The change spreads more quickly than I can account for it. The snow on the hillside shudders into liquid and the great shaft of rock above the repository isn’t stone now, no, it’s a column of siltless, clear new water. We hold it with our voices.
Zal maneuvers the ship directly above it; I can see through hundreds of feet of what was, a moment ago, a mountain. It’s now a deep wide well, the rock receeding deeper, and then deeper still until the stone at the bottom suddenly ends. The water wants to spill.

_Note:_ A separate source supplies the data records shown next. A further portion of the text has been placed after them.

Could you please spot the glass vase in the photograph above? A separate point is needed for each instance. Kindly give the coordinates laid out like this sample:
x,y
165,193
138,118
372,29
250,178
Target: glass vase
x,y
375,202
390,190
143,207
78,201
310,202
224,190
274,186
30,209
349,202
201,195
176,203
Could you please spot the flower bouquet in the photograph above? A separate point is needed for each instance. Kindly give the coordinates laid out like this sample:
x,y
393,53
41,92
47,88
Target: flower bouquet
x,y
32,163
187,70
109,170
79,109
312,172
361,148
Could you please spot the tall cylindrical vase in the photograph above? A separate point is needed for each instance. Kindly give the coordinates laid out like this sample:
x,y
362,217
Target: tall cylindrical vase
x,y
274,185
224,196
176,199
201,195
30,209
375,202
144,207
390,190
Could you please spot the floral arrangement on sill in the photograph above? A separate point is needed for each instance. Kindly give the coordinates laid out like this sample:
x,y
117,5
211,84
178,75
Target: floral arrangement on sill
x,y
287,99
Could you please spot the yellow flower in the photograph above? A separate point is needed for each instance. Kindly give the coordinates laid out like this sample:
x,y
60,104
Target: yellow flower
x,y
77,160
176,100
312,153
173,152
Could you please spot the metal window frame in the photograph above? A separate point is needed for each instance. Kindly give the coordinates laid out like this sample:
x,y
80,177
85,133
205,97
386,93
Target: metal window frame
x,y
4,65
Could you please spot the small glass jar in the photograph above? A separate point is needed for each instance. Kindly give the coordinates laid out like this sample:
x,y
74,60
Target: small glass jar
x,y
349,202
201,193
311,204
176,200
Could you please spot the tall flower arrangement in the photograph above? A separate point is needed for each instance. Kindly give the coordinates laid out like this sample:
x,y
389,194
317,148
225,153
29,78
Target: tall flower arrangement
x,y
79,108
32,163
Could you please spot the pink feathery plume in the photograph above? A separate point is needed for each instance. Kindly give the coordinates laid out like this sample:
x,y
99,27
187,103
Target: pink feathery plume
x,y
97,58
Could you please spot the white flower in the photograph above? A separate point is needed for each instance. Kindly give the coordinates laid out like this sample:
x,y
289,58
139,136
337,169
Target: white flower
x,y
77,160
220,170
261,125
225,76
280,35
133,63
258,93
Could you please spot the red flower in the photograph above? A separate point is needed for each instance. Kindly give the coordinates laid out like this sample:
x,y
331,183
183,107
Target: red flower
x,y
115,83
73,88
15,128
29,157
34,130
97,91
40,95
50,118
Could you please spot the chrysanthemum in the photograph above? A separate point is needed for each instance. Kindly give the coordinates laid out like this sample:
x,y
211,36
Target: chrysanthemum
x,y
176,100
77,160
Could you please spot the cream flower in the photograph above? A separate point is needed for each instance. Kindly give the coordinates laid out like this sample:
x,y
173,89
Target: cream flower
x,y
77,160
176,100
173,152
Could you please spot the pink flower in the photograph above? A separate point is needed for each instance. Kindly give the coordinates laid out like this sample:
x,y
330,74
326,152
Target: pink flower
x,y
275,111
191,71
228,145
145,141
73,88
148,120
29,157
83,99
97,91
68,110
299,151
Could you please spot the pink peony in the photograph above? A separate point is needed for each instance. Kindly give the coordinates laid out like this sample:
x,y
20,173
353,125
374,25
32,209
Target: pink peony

Yes, the water wants to flood, but I stop it, holding it in place with song. I feel Dai tense with the effort of keeping a world in motion motionless.
Through the swirling depths, we glimpse a room.
Shelves and shelves and shelves, lockers full of seeds. The vault.
The water wants to plunge. It wants to gush right into the corridors we’ve reached, but I manage to hold it where it is. Dai and I sing a few more taut notes, and the sinkhole grows wider. The entire surface of the island is churning now.
The crew is gasping, staring, at the force of this power. The hill’s turning to a lake. Inside my chest, Milekt is frantic with effort, battering against me.
The water wants to fall more than I have strength to stop it, so I sing cold and turn acres of hill water into ice. Through it, we can see all the way down, clear as glass.
Room after room, chamber after chamber of cabinets, suddenly lit up. Which seeds will we get? Which of the plants will we carry? There’re too many.
The strongest singers of the crew are starting their own notes now, and I can see cabinets bursting open, packets of seeds gusting into rooms, rising as if in high winds, each wrapped in their waterproofing. Floods have been planned for by the people who constructed this vault.
“Starboard!” Zal yells, and the ship moves, our Rostrae in the sky towing it. I look up and see Jik, her talons clasped on a rope. She’s still staring down at me, but she’s completely in bird form.
“Now, Aza,” Zal says to me.
I sing a melthole in the ice, not so different from where a seal would rise to breathe.
Amina Pennarum’s best fishers and hunters lean over the side. They tug the pulley from the back of our deck—the strong one we use for bringing up livestock—into position.
“Now!” Zal shouts, and the great weighted mass of hooks and snares plummets into the hole I’ve made. The pulley’s flywheels spin and the gripper plunges into the shaft of water and into the center of the hill. Toward the seeds.
I expect it to reach the room we can see, grab what it can, ascend again, to repeat the fishing as long as I can hold the hill. But Zal orders me, “Go deeper.”
Milekt directs our notes. He shrills, and I sing with Dai and Svilken. There are deeper rooms, beneath the main vault. I stutter a second, confused, and a big chunk of the ice flickers for a moment back to stone. I steady my song as quickly as I can.
Lights, much lower in that storage facility than there should be, rooms of hydroponic rows deep in the mountain. Testing rooms with plants struggling into existence.
I sing, controlled, precise, but I feel as though something’s wrong with me. It feels the same way it did when Dai and I accidentally sang that wave together, out of control.
I can feel him behind me, his quiet notes guiding my song, but they feel stronger than they should. My notes are tense and sharp.
At the bottom of the complex, the lowest of these clandestine levels, behind secure doors, guarded by cameras now breaking with sudden cold, are rooms full of secret seeds and plants. There’s a whole level of them. I can only just make them out.